Тед сдался и крепко его обнял. Бобби ощущал еле заметный запах его лосьона для бритья и более крепкий аромат сигарет «Честерфилд». Эти запахи еще долго будут жить в его памяти, как и прикосновение широких ладоней Теда, поглаживающих ему спину, подпирающих его затылок.
— Бобби, я тоже тебя люблю, — сказал он.
— Бога ради! — почти взвизгнула Лиз. Бобби повернулся к ней и увидел, как Дон Бидермен заталкивает ее в угол. Где-то включенный на всю мощь проигрыватель изрыгал «Прыжок в час дня» в исполнении оркестра Бенни Гудмена. Мистер Бидермен заносил ладонь, словно для удара. Мистер Бидермен спрашивал ее, не хочет ли она еще, и раз ей нравится, так она получит еще, раз ей так нравится. Бобби почти на вкус ощущал, с каким ужасом она поняла.
— Так ты же не знала. Правда? — сказал он. — То есть не все, не все о том, чего они хотели. Они думали, ты понимаешь, а ты не понимала.
— Немедленно отправляйся к себе в комнату, не то я звоню в полицию и прошу, чтобы они прислали патрульную машину, — сказала его мать. — Я не шучу, Бобби-бой.
— Я знаю, что не шутишь, — сказал Бобби. Он ушел к себе в комнату и закрыл за собой дверь. Сначала он думал, что с ним все в порядке, а потом подумал, что его вытошнит или он потеряет сознание. Или и то, и другое вместе. Он пошел к кровати на подгибающихся дрожащих ногах. Он собирался просто посидеть на ней, но тут же лег наискосок, будто все мышцы вывалились из его живота и спины. Он попытался приподнять ноги, но они не шевельнулись, будто мышцы вывалились из них тоже. Ему вдруг почудилось, как Салл-Джон влезает по лестнице на вышку бассейна, разбегается и ныряет. Если бы он сейчас был с Эс-Джеем! Да где угодно, лишь бы не здесь.

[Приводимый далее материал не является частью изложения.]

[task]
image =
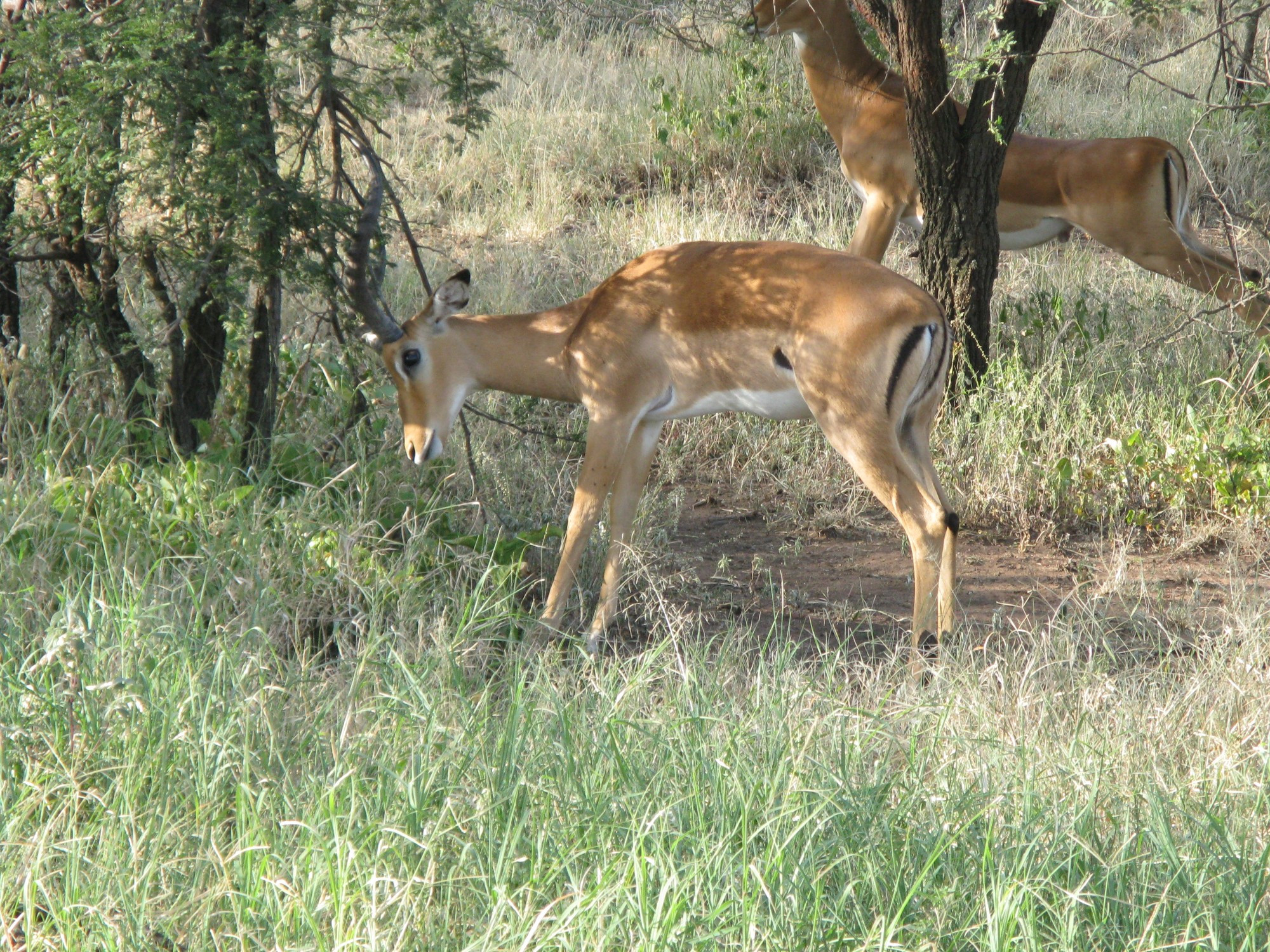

Когда Бобби проснулся, в его комнате стоял сумрак, а когда он поглядел на пол, то еле различил тень дерева за окном. Он проспал — или пролежал без сознания три часа, а может, и четыре. Он был весь мокрый от пота, а ноги затекли: он так и не вскинул их на кровать.
Теперь он попытался это сделать и чуть не закричал, такая по ним прошла судорога. Он соскользнул на пол, и его будто иголками закололо по самый пах. Он сидел, подтянув колени к ушам. Спина ныла, ноги сводили судороги, в голове клубился туман. Случилось что-то ужасное — но сначала он не мог вспомнить, что именно. Он сидел, привалившись к кровати, смотрел на Клейтона Мура в маске Одинокого Рейнджера и понемножку вспоминал. Вывихнутое плечо Кэрол, его мать, избитая, почти сумасшедшая, в бешенстве трясет у него перед глазами кольцо с зеленым брелоком. А Тед…
Тед, конечно, уже ушел, и, наверное, это к лучшему, но как больно думать об этом!
Он поднялся на ноги и два раза обошел комнату. Во второй раз остановился у окна и посмотрел наружу, обеими руками растирая шею, которая совсем затекла и была мокрой от пота. Чуть дальше по улице близняшки Сигсби, Дайна и Дайена, прыгали через скакалки, но других ребят видно не было: разошлись по домам ужинать, а то и спать. Мимо проскочила машина с включенными подфарниками. Было даже позднее, чем он сначала подумал: тени ночи спускались с неба на город.
Он еще раз обошел комнату, разминая ноги, ощущая себя заключенным в камере. На двери не было замка — как и на двери спальни его мамы, но все равно он чувствовал себя в тюрьме. Он боялся выйти. Она не позвала его ужинать, и хотя ему хотелось есть — немножко, но хотелось, — он боялся выйти из комнаты. Боялся, какой найдет ее… а то и вовсе не найдет. Что, если она решила, что с нее хватит Бобби-боя, сына своего отца? Но даже будь она здесь — и совсем нормальная… а вообще-то бывает кто-нибудь или что-нибудь нормальным? У людей за лицами иногда сплошная жуть. Это он теперь знал твердо.
Он подошел к закрытой двери и остановился. На полу лежал листок бумаги. Он нагнулся и подобрал его. Было все еще достаточно светло, и он прочел без всякого труда:
Открытки, вот, что он обещал. Посылать мне открытки.
Бобби стало легче. Он сложил записку, которую Тед подсунул ему под дверь, перед тем как уйти, и вышел в гостиную.
Она была пуста, но приведена в порядок. Комната выглядела бы совсем даже хорошо, если не знать, что прежде на стене над теликом висели часы. Теперь остались только крючки — там, где они висели: торчат и ничего не держат.